Star Wars - Legado de Sangue (resenha)
Capa de “Star Wars – Legado de Sangue”. (Imagem: Aleph / divulgação)

A história de Star Wars – Legado de Sangue

Leia está cansada. Longe do filho, do irmão e do marido, as lutas que ela trava agora são puramente burocráticas. O senado, com seus milhares de membros, está polarizado entre centristas e populistas (o equivalente ao que ocorre no Brasil entre o que convencionou-se popularmente chamar-se de direita e esquerda) e afundou-se em burocracia e debates intermináveis que quase nada tem de solução prática e que não proporcionam nenhuma mudança.

Em “Star Wars – Legado de Sangue“, além da saudade da família, Leia perdeu a fé na política e sente que é mais difícil conseguir conquistar algo eficaz no senado do que vencer uma guerra. Desanimada e prestes a renunciar, ela vê certas irregularidades em um planeta e resolve investigar, com o aval do senado. O que serve também como uma desculpa para sair um pouco da monotonia e da rotina da qual está cansada.

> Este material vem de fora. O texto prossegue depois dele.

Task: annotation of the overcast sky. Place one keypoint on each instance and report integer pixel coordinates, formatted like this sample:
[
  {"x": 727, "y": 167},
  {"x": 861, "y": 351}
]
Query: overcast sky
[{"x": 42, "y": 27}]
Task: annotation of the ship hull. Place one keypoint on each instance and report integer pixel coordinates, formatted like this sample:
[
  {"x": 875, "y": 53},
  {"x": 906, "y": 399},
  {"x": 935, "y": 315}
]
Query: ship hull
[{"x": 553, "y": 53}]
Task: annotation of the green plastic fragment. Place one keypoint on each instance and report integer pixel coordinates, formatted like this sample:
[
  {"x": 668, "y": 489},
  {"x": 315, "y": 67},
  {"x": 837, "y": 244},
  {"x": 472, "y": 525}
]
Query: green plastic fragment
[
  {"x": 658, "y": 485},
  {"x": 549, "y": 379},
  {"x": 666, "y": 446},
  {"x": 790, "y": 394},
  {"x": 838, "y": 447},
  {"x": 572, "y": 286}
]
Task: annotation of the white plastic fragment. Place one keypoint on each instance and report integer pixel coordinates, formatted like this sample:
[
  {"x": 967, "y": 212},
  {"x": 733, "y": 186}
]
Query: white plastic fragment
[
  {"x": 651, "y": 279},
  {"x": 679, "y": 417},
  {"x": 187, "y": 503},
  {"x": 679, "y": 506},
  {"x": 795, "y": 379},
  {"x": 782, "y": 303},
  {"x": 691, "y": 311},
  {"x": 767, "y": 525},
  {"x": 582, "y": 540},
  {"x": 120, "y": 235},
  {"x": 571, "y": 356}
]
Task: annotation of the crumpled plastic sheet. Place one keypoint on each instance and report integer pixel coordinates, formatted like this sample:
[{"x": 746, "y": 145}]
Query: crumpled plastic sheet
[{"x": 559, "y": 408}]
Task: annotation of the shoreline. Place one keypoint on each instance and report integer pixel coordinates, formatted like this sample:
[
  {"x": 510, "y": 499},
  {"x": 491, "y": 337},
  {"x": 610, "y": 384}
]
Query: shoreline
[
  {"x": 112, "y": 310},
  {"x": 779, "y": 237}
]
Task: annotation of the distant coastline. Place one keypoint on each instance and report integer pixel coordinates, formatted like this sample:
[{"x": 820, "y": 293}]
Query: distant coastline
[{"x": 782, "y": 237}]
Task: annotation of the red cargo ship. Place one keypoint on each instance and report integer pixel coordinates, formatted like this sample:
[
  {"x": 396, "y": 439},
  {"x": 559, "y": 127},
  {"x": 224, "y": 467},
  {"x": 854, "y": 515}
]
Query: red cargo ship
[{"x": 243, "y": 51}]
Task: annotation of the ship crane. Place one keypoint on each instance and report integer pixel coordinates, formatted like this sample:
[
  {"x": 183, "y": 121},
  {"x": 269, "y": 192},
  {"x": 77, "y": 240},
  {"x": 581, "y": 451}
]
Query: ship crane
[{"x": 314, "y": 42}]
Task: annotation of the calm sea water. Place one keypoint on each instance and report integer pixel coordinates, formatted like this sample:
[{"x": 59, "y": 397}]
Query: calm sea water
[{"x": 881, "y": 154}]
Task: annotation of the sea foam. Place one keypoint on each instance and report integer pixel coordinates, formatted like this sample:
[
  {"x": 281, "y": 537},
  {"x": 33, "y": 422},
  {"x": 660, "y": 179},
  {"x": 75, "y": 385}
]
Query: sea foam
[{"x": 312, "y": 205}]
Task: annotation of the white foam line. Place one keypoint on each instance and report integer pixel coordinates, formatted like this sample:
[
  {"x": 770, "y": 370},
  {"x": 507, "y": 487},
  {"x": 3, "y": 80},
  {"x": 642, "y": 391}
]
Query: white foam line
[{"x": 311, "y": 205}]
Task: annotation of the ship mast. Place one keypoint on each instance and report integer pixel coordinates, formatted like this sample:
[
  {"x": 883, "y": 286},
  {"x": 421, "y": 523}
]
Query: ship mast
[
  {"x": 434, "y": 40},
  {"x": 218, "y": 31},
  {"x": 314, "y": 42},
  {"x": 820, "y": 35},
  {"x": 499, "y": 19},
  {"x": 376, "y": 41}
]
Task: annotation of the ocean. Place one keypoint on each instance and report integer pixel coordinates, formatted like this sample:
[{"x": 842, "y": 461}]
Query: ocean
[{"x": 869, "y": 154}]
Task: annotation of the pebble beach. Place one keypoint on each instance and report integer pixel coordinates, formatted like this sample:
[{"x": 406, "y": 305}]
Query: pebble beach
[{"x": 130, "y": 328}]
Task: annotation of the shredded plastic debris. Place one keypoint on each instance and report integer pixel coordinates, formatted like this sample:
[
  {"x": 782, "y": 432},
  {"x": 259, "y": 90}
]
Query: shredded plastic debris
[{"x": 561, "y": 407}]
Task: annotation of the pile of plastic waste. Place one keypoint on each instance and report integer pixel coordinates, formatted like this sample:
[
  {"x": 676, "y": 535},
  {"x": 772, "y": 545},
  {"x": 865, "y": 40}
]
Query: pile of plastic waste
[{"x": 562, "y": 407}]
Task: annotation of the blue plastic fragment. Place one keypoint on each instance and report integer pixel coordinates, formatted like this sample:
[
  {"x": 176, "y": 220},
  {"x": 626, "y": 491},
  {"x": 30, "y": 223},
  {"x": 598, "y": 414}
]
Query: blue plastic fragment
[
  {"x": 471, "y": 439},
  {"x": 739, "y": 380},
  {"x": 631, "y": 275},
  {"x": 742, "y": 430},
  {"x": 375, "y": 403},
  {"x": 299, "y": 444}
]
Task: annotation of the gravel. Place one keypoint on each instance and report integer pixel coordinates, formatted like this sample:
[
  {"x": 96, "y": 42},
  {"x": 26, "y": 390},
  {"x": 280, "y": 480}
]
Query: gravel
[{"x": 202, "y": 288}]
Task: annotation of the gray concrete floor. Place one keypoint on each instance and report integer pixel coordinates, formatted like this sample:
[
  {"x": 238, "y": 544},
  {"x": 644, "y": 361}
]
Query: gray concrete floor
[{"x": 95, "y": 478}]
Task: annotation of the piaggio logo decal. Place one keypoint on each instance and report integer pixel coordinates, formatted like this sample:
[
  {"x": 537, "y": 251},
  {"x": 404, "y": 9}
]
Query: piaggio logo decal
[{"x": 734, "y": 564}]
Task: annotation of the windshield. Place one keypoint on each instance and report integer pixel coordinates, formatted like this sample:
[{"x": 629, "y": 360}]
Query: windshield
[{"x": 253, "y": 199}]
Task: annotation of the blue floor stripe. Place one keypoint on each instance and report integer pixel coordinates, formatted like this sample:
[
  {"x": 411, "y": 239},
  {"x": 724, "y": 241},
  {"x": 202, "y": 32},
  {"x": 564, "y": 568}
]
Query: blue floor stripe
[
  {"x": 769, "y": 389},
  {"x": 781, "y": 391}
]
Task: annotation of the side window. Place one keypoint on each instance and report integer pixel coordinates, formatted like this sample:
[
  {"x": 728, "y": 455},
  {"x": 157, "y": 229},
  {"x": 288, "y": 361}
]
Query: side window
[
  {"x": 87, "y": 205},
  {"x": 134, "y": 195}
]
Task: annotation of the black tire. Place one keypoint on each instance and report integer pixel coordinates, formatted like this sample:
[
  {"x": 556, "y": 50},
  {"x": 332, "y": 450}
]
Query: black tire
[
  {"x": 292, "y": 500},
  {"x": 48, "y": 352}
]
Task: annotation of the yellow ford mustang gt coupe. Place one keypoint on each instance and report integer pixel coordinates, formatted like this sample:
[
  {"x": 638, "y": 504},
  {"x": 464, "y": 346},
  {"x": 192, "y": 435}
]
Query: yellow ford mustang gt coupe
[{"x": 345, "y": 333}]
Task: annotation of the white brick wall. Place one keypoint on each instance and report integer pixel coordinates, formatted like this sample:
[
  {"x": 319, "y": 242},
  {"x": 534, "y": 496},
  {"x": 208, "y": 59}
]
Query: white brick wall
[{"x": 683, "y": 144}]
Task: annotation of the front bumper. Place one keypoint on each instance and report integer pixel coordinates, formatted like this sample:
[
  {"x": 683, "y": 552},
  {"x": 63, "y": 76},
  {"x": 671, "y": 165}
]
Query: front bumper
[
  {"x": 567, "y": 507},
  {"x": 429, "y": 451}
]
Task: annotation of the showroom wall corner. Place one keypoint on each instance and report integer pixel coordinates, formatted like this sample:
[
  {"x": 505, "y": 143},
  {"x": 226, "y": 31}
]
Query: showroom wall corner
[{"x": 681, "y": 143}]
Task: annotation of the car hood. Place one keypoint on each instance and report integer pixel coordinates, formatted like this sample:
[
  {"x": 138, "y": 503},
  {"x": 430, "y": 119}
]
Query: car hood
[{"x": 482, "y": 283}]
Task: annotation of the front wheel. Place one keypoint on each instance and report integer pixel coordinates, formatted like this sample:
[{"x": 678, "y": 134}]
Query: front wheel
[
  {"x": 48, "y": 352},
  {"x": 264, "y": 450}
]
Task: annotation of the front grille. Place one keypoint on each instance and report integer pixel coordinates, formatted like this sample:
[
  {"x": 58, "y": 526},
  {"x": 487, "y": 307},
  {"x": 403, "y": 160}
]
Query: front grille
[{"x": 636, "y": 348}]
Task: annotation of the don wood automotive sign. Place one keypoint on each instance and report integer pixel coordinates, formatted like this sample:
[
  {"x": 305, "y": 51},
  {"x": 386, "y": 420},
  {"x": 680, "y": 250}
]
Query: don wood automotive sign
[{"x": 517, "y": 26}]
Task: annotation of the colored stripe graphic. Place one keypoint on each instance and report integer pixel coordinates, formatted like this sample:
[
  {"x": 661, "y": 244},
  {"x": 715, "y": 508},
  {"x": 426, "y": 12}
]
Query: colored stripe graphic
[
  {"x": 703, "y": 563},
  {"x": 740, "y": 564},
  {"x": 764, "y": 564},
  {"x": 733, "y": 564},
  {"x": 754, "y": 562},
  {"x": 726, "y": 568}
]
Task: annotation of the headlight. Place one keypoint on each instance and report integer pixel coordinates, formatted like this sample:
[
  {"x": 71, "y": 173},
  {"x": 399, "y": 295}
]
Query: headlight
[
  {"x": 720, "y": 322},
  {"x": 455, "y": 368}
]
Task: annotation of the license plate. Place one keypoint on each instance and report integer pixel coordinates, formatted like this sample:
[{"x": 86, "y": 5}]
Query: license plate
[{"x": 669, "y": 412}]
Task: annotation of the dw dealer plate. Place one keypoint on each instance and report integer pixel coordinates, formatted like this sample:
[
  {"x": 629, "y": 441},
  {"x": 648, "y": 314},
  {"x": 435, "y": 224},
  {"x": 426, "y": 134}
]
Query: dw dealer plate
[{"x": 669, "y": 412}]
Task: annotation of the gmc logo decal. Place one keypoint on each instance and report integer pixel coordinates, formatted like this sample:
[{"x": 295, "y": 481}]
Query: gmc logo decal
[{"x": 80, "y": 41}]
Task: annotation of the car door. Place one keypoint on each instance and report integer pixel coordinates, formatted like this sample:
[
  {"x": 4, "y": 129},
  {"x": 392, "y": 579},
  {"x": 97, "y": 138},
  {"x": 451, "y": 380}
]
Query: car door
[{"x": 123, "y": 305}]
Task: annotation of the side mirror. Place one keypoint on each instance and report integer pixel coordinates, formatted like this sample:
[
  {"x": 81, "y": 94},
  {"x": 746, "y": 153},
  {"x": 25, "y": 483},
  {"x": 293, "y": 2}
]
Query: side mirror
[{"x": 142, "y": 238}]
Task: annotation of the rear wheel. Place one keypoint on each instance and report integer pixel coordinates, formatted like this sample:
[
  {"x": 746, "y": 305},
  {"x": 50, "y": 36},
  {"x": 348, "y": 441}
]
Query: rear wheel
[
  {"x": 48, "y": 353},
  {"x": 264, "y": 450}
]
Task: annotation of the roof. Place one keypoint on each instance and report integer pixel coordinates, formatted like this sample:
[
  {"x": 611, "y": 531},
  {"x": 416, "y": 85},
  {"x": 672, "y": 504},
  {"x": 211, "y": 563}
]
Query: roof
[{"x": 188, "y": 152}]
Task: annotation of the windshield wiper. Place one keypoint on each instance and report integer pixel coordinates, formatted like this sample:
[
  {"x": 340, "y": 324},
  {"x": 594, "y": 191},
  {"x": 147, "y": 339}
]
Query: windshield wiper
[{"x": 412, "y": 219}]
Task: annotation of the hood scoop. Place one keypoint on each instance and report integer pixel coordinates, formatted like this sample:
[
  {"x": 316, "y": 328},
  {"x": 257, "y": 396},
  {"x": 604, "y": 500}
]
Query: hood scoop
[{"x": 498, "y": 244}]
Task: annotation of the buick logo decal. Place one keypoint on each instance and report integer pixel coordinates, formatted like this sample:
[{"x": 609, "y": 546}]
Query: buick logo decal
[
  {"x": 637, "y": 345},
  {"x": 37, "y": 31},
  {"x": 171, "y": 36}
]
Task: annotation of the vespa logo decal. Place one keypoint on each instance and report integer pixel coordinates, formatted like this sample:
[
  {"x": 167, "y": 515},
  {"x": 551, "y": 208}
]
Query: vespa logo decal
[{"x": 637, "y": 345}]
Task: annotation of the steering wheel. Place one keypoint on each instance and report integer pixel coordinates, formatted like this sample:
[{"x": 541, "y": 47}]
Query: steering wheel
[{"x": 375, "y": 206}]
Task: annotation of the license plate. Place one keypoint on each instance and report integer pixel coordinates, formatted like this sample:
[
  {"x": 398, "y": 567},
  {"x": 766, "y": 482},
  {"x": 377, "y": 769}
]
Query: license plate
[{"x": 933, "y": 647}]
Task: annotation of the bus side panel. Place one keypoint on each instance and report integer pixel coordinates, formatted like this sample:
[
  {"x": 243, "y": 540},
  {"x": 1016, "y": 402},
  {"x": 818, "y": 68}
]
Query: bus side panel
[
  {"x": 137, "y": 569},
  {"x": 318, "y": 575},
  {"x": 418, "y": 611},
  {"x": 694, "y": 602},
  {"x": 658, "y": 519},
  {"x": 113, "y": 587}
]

No entanto, ela deve viajar juntamente com um membro da oposição, o jovem prepotente e orgulhoso Ransolm Casterfo. Dicotomia semelhante à que ocorre na história de “Star Wars – Estrelas Perdidas“, que também trata do relacionamento entre duas pessoas que se encontram de lados políticos diferentes. Casterfo é o que podemos chamar de conservador. Admira a época do império pelo seu poderio militar e pela ordem, mas repudia a figura de Darth Vader, de Palpatine e de qualquer outro que corrompeu o Império e abusou do povo em nome de suas próprias vontades. Casterfo, até com certa ingenuidade, acredita realmente que um governo autoritário e militarmente forte pode manter a ordem, a paz e ainda fazer a galáxia prosperar.

Leia, sendo o oposto de seu jovem acompanhante, não consegue sentir nenhuma empatia imediata por ele e, ao contrário, sente raiva ao descobrir sua paixão saudosista pelo império. A relação entre os dois ao longo do livro passa por várias reviravoltas e é um dos melhores pontos da obra. Em todas as suas interações, a autora Claudia Gray não dá espaço para bait. Não há romantização, desejos ou segundas intenções. Há, isso sim, um relacionamento sincero entre duas pessoas com ideologias opostas, mas que são inteligentes o bastante para saber que honra, honestidade e dignidade estão além de qualquer visão política.

Star Wars - Legado de Sangue - pôster
Pôster que recebemos de cortesia da Editora ALEPH junto com o exemplar do livro.

Só neste aspecto a obra já deixa uma básica e valiosa lição: é preciso conviver com a diferença. Vivemos em um mundo onde clamamos diariamente por aceitação, espaço e representatividade, mas, no entanto, muitas vezes tentamos silenciar e extinguir o diferente. Queremos democracia, mas muitas vezes nossa ideia de democracia abarca somente aquilo que achamos correto.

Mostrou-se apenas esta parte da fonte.